Tiba-tiba, bapak kost datang dan terlihat tidak sabar.
Aku melihatnya dan segera hampir menyapa bapak kost, Si Manis juga langsung memanggil dengan penuh ramah, "Ayo, masuk sini dong, kakak~"
Simanis melihat aku berdiri bengong, dia menoleh dan memicingkan matanya, berkata, "Mending bikinin kakak segelas kopi dong."
Dengan kehangatan dan antusiasnya, ketidak sabaran bapak kost perlahan menghilang.
Aku menuangkan kopi seperti biasa untuk bapak kost di dapur, dan ketika aku kembali ke ruang tamu, aku melihat keduanya sedang asyik berbincang-bincang dalam waktu beberapa menit saja.
Si Manis menunjukkan tangannya yang sudah memerah ke bapak kost sambil berkata dengan manis, "Lihatlah tanganku, mencuci baju membuatnya kasar. Kakak yang baik hati, rumahmu besar dan makmur, kamu adalah pondasi rumah, dan kami hanya anak muda yang berharap kamu bisa membantu mengurus kami."

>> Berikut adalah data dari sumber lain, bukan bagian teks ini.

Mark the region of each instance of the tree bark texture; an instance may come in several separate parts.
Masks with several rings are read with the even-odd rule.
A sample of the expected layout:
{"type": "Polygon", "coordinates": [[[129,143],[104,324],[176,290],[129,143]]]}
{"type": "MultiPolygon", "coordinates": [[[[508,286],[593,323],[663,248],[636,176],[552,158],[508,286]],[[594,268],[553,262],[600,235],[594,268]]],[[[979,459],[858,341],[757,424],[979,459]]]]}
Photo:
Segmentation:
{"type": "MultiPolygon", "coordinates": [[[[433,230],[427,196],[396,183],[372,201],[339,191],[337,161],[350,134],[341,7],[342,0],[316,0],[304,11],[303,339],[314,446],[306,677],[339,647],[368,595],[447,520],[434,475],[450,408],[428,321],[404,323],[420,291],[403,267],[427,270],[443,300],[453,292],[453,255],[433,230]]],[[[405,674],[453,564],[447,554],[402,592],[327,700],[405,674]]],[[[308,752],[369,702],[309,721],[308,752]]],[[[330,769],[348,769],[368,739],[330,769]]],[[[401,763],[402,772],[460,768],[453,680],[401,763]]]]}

Kemudian, Aku melihat wajah bapak kost mengekspresikan simpatinya. Dia dengan cepat meraih tangan Si Manis dan berkata, "Benar? dimana bagian kasarnya? Biarkan Aku lihat."
Aku tidak tahan lagi, bagaimana kelewatan Si Manis padaku, dia pun tidak boleh dihadapi bapak kost seperti gini.
Aku mempercepat langkah dan berjalan mendekat, siap untuk menuangkan kopi panas ke kepala bapak kost jika dia berani menyentuh dia.
Tidak disangka, Aku terlalu khawatir, Si Manis pandai untuk melindungi dirinya sendiri.
Begitu bapak kost menyentuh Si Manis, dia akan menarik tangan sendiri, dan hal ini dilakukan dalam beberapa kali. Masalahnya bapak kost malah senang, dan tersenyum padanya.
Kemudian, Si Manis mengeluarkan botol krim tangan dari sakunya, menggunakannya dengan hati-hati, dan tersenyum pada bapak kost sebelum melanjutkan perilakunya seperti anak manja, "Kakak, tangan Aku itu sebelumnya sangat lembut, tapi sekarang semakin kasar, bisakah kakak belikan sebuah mesin cuci baru?"
Bapak Kost tertawa senang karena menikmati kehadiran wanita muda yang cantik di usianya. Dia menepuk lututnya dan berjanji pada Si Manis, "Beli saja, beli saja, Aku akan memesannya online sekarang juga!"
Keesokan harinya, mesin cuci baru tiba. Ini adalah Mesin cuci + pengering yang terbaru.
Namun, Aku melihat sesuatu yang aneh.
Baru-baru ini, setiap kali Si Manis pulang dari kerja, bapak kost akan mengetuk pintu rumahnya. Jika suatu hari Si Manis pulang larut karena kerja, bapak kost tidak akan datang. Seperti sebuah siklus yang sangat teratur.
Setelah bapak kost datang, dia tidak melakukan apa-apa. Dia hanya bermain-main dengan mesin cuci baru sambil tersenyum dan bertanya, "Bagaimana mesin cuci baru bekerja?"